Why We're Polarized, Ezra Klein
"How American politics became a toxic system, why we participate in it, and what it means for our future is the subject of this book."

"The key idea here is "negative partisanship": partisan behavior driven not by positive feelings toward the party you support but negative feelings toward the party you oppose. If you've ever voted in an election feeling a bit bleh about the candidate you backed, but fearful of the troglodyte or socialist running against her, you've been a negative partisan. It turns out a lot of us have been negative partisans. A 2016 Pew poll found that self-described independents who tended to vote for one party or the other were driven more by negative motivations. Majorities of both Republican- and Democratic-leaning independents said a major reason for their lean was the other party's policies were bad for the country; by contrast, only a third of each group said they were driven by support for the policies of the party they were voting for.

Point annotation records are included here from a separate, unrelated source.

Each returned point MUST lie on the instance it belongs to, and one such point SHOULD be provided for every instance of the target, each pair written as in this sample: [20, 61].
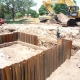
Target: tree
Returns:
[58, 8]
[43, 11]
[33, 13]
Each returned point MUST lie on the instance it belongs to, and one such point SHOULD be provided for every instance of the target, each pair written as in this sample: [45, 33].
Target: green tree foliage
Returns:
[15, 7]
[60, 8]
[33, 13]
[43, 11]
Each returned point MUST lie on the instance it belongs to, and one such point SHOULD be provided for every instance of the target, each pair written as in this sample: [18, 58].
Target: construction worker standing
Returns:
[58, 32]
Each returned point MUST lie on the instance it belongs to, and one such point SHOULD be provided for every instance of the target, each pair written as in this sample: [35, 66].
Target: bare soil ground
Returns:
[16, 53]
[70, 70]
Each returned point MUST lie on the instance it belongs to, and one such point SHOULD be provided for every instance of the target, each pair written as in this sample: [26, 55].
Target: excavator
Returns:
[72, 10]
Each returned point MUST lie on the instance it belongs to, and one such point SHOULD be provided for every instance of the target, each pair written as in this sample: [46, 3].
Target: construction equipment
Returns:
[73, 11]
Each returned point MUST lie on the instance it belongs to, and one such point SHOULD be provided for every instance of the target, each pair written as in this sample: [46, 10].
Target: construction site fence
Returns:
[28, 38]
[40, 66]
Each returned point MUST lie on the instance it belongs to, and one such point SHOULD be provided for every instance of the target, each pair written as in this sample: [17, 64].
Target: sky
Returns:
[39, 3]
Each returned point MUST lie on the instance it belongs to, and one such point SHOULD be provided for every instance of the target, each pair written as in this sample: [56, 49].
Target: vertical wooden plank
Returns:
[0, 74]
[22, 70]
[3, 75]
[18, 35]
[6, 38]
[8, 72]
[61, 54]
[25, 69]
[32, 68]
[15, 36]
[35, 68]
[0, 39]
[45, 64]
[35, 40]
[48, 63]
[3, 38]
[64, 51]
[38, 66]
[24, 37]
[69, 45]
[41, 67]
[29, 69]
[11, 37]
[14, 72]
[18, 71]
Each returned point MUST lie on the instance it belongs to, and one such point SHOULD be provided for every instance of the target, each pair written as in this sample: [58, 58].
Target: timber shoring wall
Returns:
[37, 67]
[24, 37]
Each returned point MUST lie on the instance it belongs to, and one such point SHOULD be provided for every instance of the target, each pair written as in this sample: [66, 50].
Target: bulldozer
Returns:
[72, 10]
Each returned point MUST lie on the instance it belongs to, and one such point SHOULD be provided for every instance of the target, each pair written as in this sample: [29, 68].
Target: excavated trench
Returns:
[21, 55]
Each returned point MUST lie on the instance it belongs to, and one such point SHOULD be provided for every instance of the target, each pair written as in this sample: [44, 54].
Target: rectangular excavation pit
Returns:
[37, 67]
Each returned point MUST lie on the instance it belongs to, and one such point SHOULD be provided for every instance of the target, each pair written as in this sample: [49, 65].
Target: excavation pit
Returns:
[16, 52]
[31, 61]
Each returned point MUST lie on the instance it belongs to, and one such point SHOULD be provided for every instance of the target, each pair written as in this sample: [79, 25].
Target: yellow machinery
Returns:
[73, 10]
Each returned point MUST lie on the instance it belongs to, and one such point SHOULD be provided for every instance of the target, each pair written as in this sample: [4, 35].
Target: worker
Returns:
[58, 32]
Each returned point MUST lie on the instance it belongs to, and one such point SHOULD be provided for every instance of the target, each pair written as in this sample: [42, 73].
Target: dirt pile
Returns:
[16, 53]
[63, 18]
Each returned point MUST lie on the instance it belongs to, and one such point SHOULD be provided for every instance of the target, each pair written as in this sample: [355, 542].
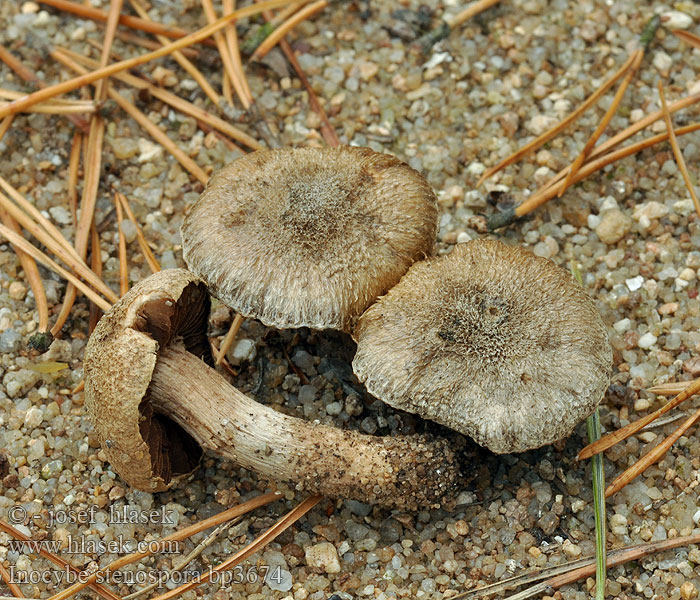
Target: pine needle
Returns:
[58, 561]
[677, 151]
[181, 59]
[593, 428]
[123, 266]
[229, 339]
[13, 587]
[556, 577]
[652, 457]
[31, 273]
[637, 57]
[183, 534]
[173, 100]
[273, 39]
[609, 440]
[51, 243]
[226, 57]
[153, 130]
[95, 14]
[28, 75]
[232, 42]
[283, 524]
[17, 240]
[152, 261]
[199, 35]
[96, 267]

So here, then, is the last fifty years of American politics summarized: we became more consistent in the party we vote for not because we came to like our party more--indeed, we've come to like the parties we vote for less--but because we came to dislike the opposing party more. Even as hope and change sputter, fear and loathing proceed."
p. 9
"We like to think that we choose our politics by slowly, methodically developing a worldview, using that worldview to generate conclusions about ideal tax and health and foreign policy, and then selecting the political party that fits best. That's not how the political psychologists see it. They argue that our politics, much like our interest in travel and spicy food and being in crowds, emerges from our psychological makeup. "Certain ideas are attractive to some people and repulsive to others, and that means, essentially, that ideologies and psychologies are magnetically drawn to each other," says John Jost, a political psychologist at New York University."
p. 45
"These findings led the researchers to an interesting conclusion: "In forming an opinion, the question for the unengaged citizen is: what will this policy do for me? Among the engaged, however, reactions to economic issues are better understood as expressively motivated signals of identity. The question for the engaged citizen is: what does support for this policy position say about me?"
p. 48
"That sorting has been ideological. Democrat now means liberal and Republican now means conservative in a way that wasn't true in, say, 1955. The rise in partisanship is, in part, a rational response to the rise in party difference--if the two sides hated and feared each other less fifty years ago, well, that makes sense; they were more similar fifty years ago."
p. 136
"I say all this to give my next sentence some weight. The central truth I've learned about the audience in each and every one of those places is almost no one is forced to follow politics. There are some lobbyists and government affairs professionals who need to stay on the cutting edge of legislative and regulatory developments to do their jobs. But most people who follow politics do so as a hobby; they follow it in the way they follow a sport or a band."
p. 140
"The old line on local reporting was: "If it bleeds, it leads." For political reporting, the principle is: "If it outrages, it leads." And outrage is deeply connected to identity--we are outraged when members of other groups threaten our group and violate our values. As such, polarized media doesn't emphasize commonalities, it weaponizes differences; it doesn't focus on the best of the other side, it threatens you with the worst."
p. 149
"But the other perspective takes identities as living, malleable things. They can be activated or left dormant, strengthened or weakened, created or left in the void. In this telling, all this identity-oriented content will deepen the identities it repeatedly triggers, confirms, or threatens. It will turn interests or opinions to identities."
p. 156
"Politics is, first and foremost, driven by the people who pay the most attention and wield the most power--and those people opt in to extraordinarily politicized media. They then create the political system they perceive. The rest of the country then has to choose from more polarized options, and that in turn polarizes them--remember, the larger the difference between the parties, the more compelling it becomes for even the uninterested to choose a side."
p. 163
"But if you have to raise the money yourself, your incentives change. Most people, and most groups, don't give money to politicians. Those who do give are, predictably, more polarized, more partisan, or they want something. You motivate them through inspiration, outrage or transaction. Put differently, you appeal to them through ideology, identity, or corruption."
p. 184
"This is less benign than it sounds. Institutional donors want government to work, it's true--but they want it to work in their favor. If individual donors give money as a form of identity expression, institutional donors give money as a form of investment. Individual donors are polarizing. Institutional donors are corrupting. American politics, thus, is responsive to two types of people: the polarized and the rich."
p. 190
"My point is not that we should all go informationally Galt. But I'll be blunt here in a way that cuts against my professional interests: we give too much attention to national politics, which we can do very little to change, and too little attention to state and local politics, where our voices can matter much more. The time spent spraying outrage over Trump's latest tweet--which is, to be clear, what he wants you to do; the point is to suck up all the media oxygen so he retains control of the conversation--is better spent checking in with what's happening in your own neighborhood."